Nella maggior parte dei casi è molto improbabile che venga assegnato un impiego o una posizione senza aver prima visionato il portfolio personale.
Questo per un semplice motivo: è uno strumento rapido in grado di fornire la prova delle proprie capacità.
Per questo potremmo anche definirlo come una specie di carta d’identità lavorativa.
Come realizzare un Portfolio di Architettura
Per parlare di come realizzare un portfolio di architettura, possiamo iniziare con una delle definizioni di Carlo Ratti sull’argomento:
“Non c’è una formula perfetta di portfolio, molto dipende anche dal ruolo per cui si sta facendo domanda e dall’esperienza maturata. In generale, un buon portfolio deve essere considerato come un bel romanzo, la cui voglia di leggerlo cresce mano a mano che si scorrono le pagine… Insomma, il racconto delle proprie esperienze e capacità professionali.
Importante, quindi, che i progetti siano collegati tra loro secondo un filo logico.” (Fonte)
Detto questo, ci sono alcuni accorgimenti che si possono prendere per ottenere ottimi risultati.
Vediamoli insieme:
#1 Portfolio di architettura PDF oppure online?
Partendo proprio dalle basi…
Quale tra i due formati scegliere?
Ne esiste uno “migliore” o da preferire a prescindere?
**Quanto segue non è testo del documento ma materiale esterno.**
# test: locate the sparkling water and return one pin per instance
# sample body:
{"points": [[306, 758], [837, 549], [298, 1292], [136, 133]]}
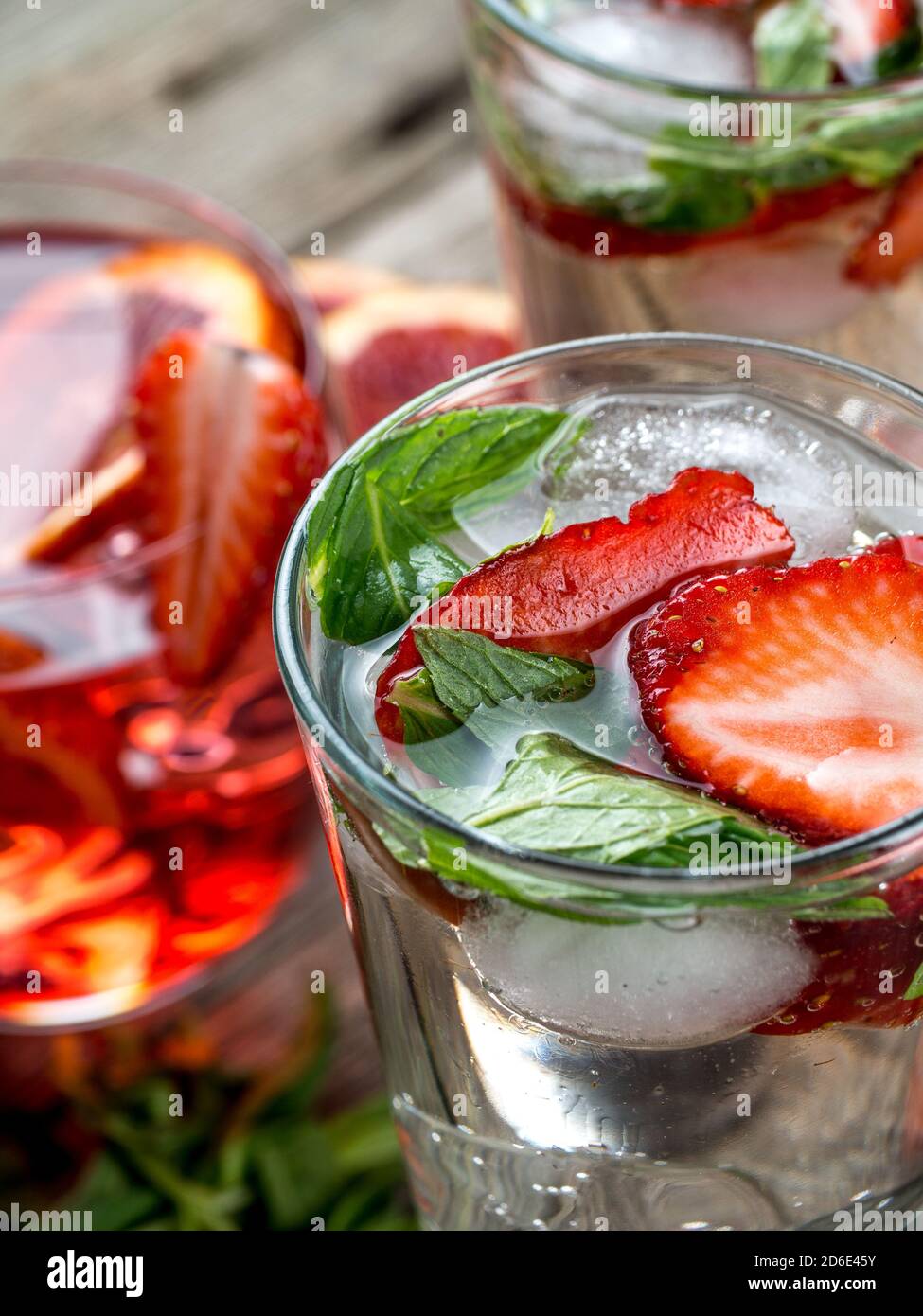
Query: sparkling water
{"points": [[527, 1096]]}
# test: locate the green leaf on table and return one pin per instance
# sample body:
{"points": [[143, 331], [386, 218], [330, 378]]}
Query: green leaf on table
{"points": [[467, 674], [295, 1165], [105, 1188], [791, 44], [371, 552]]}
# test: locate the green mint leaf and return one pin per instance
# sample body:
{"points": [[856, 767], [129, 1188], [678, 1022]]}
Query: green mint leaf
{"points": [[853, 911], [455, 455], [381, 562], [370, 547], [469, 670], [791, 44], [435, 739], [559, 799], [562, 800], [915, 988], [902, 54], [471, 694]]}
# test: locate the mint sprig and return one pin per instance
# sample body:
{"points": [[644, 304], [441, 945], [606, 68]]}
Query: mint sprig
{"points": [[371, 549], [558, 799], [791, 44], [915, 988], [470, 670]]}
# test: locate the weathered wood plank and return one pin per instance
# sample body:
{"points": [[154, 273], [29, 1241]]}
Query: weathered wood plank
{"points": [[303, 118]]}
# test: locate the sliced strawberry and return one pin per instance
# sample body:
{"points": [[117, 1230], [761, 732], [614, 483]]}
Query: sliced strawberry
{"points": [[336, 283], [569, 593], [903, 222], [114, 496], [789, 692], [172, 286], [909, 546], [17, 654], [864, 969], [387, 347], [873, 39], [232, 449]]}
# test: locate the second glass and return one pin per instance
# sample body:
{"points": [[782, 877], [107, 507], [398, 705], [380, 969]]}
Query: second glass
{"points": [[575, 145], [680, 1065]]}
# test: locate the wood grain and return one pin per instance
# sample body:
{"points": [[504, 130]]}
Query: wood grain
{"points": [[334, 120]]}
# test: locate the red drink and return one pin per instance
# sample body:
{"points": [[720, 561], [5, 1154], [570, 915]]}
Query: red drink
{"points": [[151, 772]]}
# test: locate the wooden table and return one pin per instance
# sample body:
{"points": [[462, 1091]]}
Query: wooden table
{"points": [[334, 120]]}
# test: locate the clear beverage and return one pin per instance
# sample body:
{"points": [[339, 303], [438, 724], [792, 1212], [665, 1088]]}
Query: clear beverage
{"points": [[707, 1085], [585, 122], [151, 816]]}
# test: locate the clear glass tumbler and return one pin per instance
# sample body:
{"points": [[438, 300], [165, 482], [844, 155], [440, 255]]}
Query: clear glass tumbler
{"points": [[525, 1100], [576, 146]]}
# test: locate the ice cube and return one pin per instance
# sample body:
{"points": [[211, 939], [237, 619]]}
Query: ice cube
{"points": [[633, 448], [640, 985], [701, 49]]}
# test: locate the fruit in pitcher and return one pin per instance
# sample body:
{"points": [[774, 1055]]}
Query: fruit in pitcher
{"points": [[232, 442], [899, 233], [389, 347], [864, 969], [172, 286], [573, 590], [334, 283], [788, 692]]}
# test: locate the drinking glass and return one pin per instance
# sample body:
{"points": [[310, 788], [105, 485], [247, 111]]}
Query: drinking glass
{"points": [[563, 131], [151, 833], [524, 1096]]}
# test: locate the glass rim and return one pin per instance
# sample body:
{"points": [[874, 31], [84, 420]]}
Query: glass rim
{"points": [[546, 40], [214, 215], [829, 861]]}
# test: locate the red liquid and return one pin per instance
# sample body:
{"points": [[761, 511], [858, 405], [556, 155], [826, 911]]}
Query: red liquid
{"points": [[145, 829]]}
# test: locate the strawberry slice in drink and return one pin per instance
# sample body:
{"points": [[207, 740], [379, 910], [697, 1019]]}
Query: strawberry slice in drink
{"points": [[896, 243], [790, 692], [233, 442], [572, 591], [864, 969], [873, 39]]}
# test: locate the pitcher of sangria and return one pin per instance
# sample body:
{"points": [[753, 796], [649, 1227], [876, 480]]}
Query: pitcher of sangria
{"points": [[158, 428]]}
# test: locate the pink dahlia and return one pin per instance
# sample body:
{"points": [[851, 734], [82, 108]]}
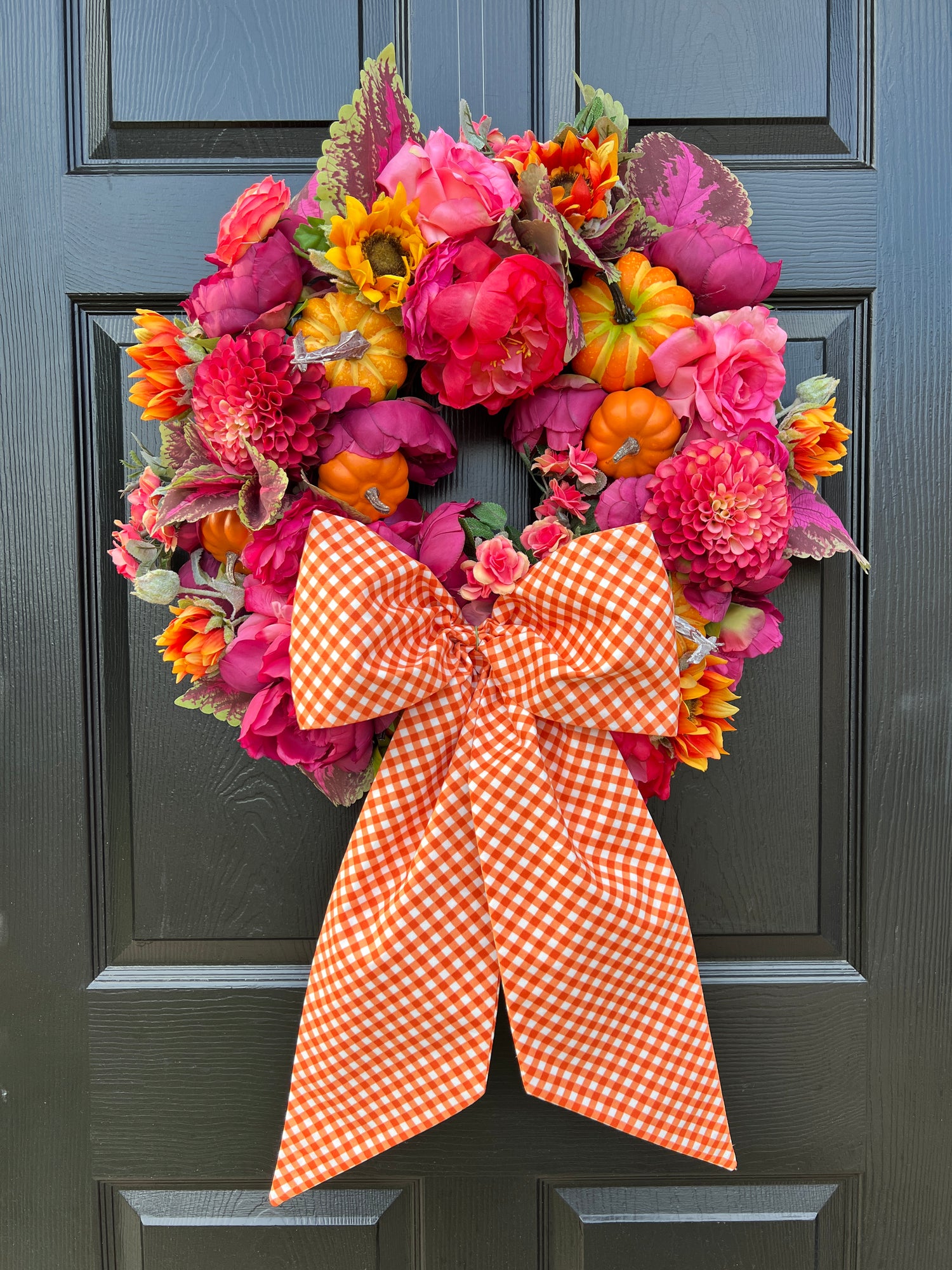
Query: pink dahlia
{"points": [[720, 514], [247, 391]]}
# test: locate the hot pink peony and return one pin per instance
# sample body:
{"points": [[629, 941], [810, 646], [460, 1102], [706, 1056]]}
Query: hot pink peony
{"points": [[565, 498], [505, 327], [258, 291], [720, 514], [545, 537], [496, 571], [274, 554], [460, 190], [433, 274], [719, 265], [562, 410], [256, 214], [247, 391], [725, 371], [651, 765]]}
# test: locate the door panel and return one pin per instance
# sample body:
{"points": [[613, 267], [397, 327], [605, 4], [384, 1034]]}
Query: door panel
{"points": [[167, 892]]}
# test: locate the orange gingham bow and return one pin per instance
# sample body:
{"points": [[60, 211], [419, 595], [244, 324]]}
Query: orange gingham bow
{"points": [[503, 839]]}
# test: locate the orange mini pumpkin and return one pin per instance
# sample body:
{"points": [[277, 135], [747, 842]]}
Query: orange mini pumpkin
{"points": [[223, 534], [633, 432], [373, 487], [326, 321], [616, 354]]}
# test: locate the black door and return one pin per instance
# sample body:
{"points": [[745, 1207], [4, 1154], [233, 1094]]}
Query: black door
{"points": [[162, 895]]}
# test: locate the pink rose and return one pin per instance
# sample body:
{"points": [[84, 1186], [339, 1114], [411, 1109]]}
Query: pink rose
{"points": [[565, 498], [503, 323], [258, 291], [460, 191], [496, 571], [256, 214], [623, 502], [545, 537], [719, 265], [724, 371], [144, 510]]}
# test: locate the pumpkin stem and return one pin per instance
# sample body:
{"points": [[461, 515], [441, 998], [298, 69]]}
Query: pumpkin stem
{"points": [[376, 502], [629, 446], [624, 313]]}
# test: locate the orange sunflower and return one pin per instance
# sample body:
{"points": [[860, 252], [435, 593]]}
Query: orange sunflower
{"points": [[380, 250], [159, 392], [817, 441], [705, 713], [194, 641]]}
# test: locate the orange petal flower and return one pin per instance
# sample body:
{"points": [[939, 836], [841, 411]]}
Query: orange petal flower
{"points": [[582, 171], [194, 641], [380, 250], [158, 392], [817, 441]]}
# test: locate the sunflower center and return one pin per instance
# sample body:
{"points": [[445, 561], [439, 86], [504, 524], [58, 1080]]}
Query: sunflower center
{"points": [[385, 256]]}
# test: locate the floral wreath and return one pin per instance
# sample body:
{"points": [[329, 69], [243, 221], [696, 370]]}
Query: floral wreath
{"points": [[607, 303]]}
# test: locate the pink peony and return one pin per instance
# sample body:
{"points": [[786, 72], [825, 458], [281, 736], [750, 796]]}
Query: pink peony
{"points": [[719, 265], [460, 190], [545, 537], [623, 502], [562, 410], [270, 731], [144, 510], [256, 214], [505, 328], [433, 274], [496, 571], [247, 391], [258, 291], [407, 425], [565, 498], [720, 514], [725, 371], [274, 554], [651, 765]]}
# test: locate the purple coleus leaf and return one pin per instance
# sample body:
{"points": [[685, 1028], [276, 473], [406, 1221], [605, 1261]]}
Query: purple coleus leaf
{"points": [[680, 185], [365, 138], [816, 530]]}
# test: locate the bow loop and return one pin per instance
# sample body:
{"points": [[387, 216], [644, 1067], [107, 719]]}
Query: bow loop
{"points": [[591, 637], [374, 631]]}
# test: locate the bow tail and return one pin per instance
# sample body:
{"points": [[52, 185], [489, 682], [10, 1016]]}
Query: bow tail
{"points": [[595, 948], [398, 1024]]}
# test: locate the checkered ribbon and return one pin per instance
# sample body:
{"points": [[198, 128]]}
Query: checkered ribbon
{"points": [[503, 840]]}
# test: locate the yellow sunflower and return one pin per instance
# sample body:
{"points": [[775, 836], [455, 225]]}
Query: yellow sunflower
{"points": [[380, 250]]}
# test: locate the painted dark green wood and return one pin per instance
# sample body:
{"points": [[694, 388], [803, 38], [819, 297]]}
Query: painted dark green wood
{"points": [[162, 895]]}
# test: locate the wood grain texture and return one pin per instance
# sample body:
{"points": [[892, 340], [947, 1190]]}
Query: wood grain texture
{"points": [[908, 866], [232, 64], [791, 1060]]}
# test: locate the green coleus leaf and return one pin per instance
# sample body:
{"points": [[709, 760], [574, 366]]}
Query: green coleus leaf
{"points": [[366, 137], [492, 515], [313, 236], [213, 697]]}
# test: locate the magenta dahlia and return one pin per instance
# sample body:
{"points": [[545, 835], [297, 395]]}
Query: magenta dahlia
{"points": [[247, 391], [720, 514]]}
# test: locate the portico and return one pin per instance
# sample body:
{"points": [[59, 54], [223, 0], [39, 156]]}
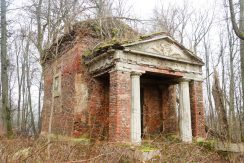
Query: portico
{"points": [[144, 78]]}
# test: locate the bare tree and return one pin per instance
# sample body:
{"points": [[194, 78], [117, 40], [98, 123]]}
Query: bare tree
{"points": [[4, 72]]}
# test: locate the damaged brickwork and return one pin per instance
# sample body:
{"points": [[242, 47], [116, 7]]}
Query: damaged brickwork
{"points": [[92, 95]]}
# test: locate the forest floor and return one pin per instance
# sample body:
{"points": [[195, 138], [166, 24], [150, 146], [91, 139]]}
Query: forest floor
{"points": [[75, 150]]}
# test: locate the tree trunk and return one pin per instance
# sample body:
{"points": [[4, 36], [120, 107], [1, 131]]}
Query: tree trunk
{"points": [[4, 73]]}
Non ci si dovrebbe mai fossilizzare su una singola parola, ma di solito, scegliere il formato PDF, risulta essere la soluzione migliore secondo diversi aspetti.
A prima vista si può pensare che creare il proprio portfolio di architettura su un modello online sia più semplice e veloce.
E su questo non posso darti torto.
Il modello PDF però presenta altri vantaggi preferibili.
Innanzi tutto funziona su ogni dispositivo, può essere facilmente scaricato e non è necessario l’accesso a Internet per leggerlo.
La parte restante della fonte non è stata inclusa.